If the number "t" is a factor (divisor) of the number "a" then in the prime factorization of "t" we will only encounter prime factors that also occur in the prime factorization of "a".
If there are exponents involved, the maximum value of an exponent for any base of a power that is found in the prime factorization of "t" (powers, or multiplicities) is at most equal to the exponent of the same base that is involved in the prime factorization of "a".
Hint: 2³ = 2 × 2 × 2 = 8. 2 is called the base and 3 is the exponent. 2³ is the power and 8 is the value of the power. We sometimes say that the number 2 is raised to the power of 3.

For example, 12 is a factor (divisor) of 120 - the remainder is zero when dividing 120 by 12.
Let's look at the prime factorization of both numbers and notice the bases and the exponents that occur in the prime factorization of both numbers:
12 = 2 × 2 × 3 = 2² × 3
120 = 2 × 2 × 2 × 3 × 5 = 2³ × 3 × 5
120 contains all the prime factors of 12, and all its bases' exponents are higher than those of 12.

If "t" is a common factor (divisor) of "a" and "b", then the prime factorization of "t" contains only the common prime factors involved in the prime factorizations of both "a" and "b".
If there are exponents involved, the maximum value of an exponent for any base of a power that is found in the prime factorization of "t" is at most equal to the minimum of the exponents of the same base that is involved in the prime factorization of both "a" and "b".
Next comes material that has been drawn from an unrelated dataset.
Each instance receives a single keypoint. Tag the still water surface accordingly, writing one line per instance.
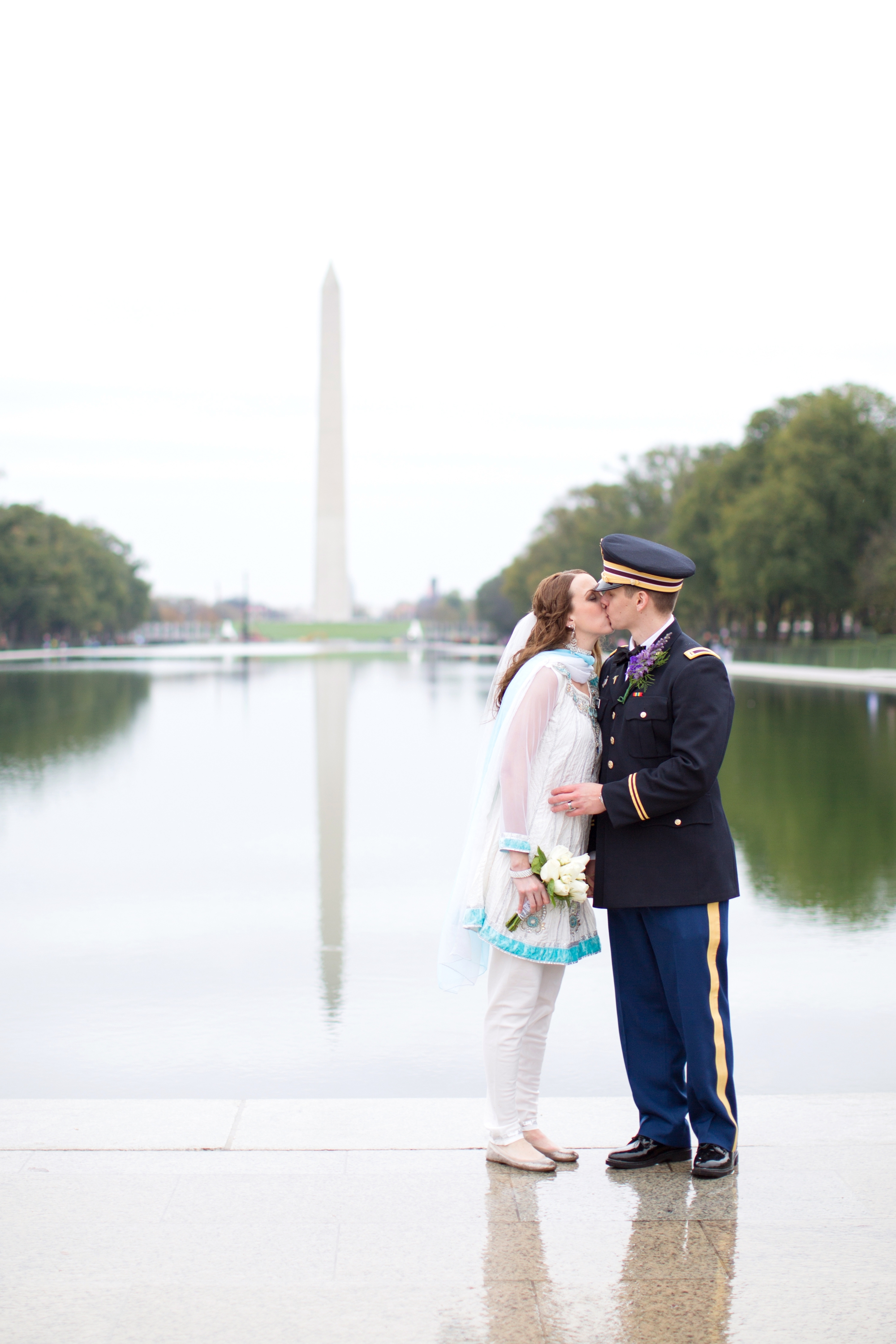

For example, 12 is the common factor of 48 and 360.
The remainder is zero when dividing either 48 or 360 by 12.
Here there are the prime factorizations of the three numbers, 12, 48 and 360:
12 = 2² × 3
48 = 2⁴ × 3
360 = 2³ × 3² × 5
Please note that 48 and 360 have more factors (divisors): 2, 3, 4, 6, 8, 12, 24. Among them, 24 is the greatest common factor, GCF (or the greatest common divisor, GCD, or the highest common factor, HCF) of 48 and 360.
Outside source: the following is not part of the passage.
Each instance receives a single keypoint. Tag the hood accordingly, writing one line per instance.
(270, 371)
The greatest common factor, GCF, of two numbers, "a" and "b", is the product of all the common prime factors involved in the prime factorizations of both "a" and "b", taken by the lowest exponents.
Based on this rule it is calculated the greatest common factor, GCF, (or the greatest common divisor GCD, HCF) of several numbers, as shown in the example below...
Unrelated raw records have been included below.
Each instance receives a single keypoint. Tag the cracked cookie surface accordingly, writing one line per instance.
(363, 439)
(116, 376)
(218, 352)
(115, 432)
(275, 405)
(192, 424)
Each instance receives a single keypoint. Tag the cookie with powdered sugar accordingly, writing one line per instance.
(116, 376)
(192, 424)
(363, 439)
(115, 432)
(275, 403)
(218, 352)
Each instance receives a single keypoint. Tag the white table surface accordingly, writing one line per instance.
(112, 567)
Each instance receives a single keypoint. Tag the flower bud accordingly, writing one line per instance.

GCF, GCD (1,260; 3,024; 5,544) = ?
1,260 = 2² × 3²
3,024 = 2⁴ × 3² × 7
5,544 = 2³ × 3² × 7 × 11
The common prime factors are:
2 - its lowest exponent (multiplicity) is: min.(2; 3; 4) = 2
3 - its lowest exponent (multiplicity) is: min.(2; 2; 2) = 2
GCF, GCD (1,260; 3,024; 5,544) = 2² × 3² = 252

Coprime numbers:
If two numbers "a" and "b" have no other common factors (divisors) than 1, gfc, gcd, hcf (a; b) = 1, then the numbers "a" and "b" are called coprime (or relatively prime).

Factors of the GCF
If "a" and "b" are not coprime, then every common factor (divisor) of "a" and "b" is a also a factor (divisor) of the greatest common factor, GCF (greatest common divisor, GCD, highest common factor, HCF) of "a" and "b".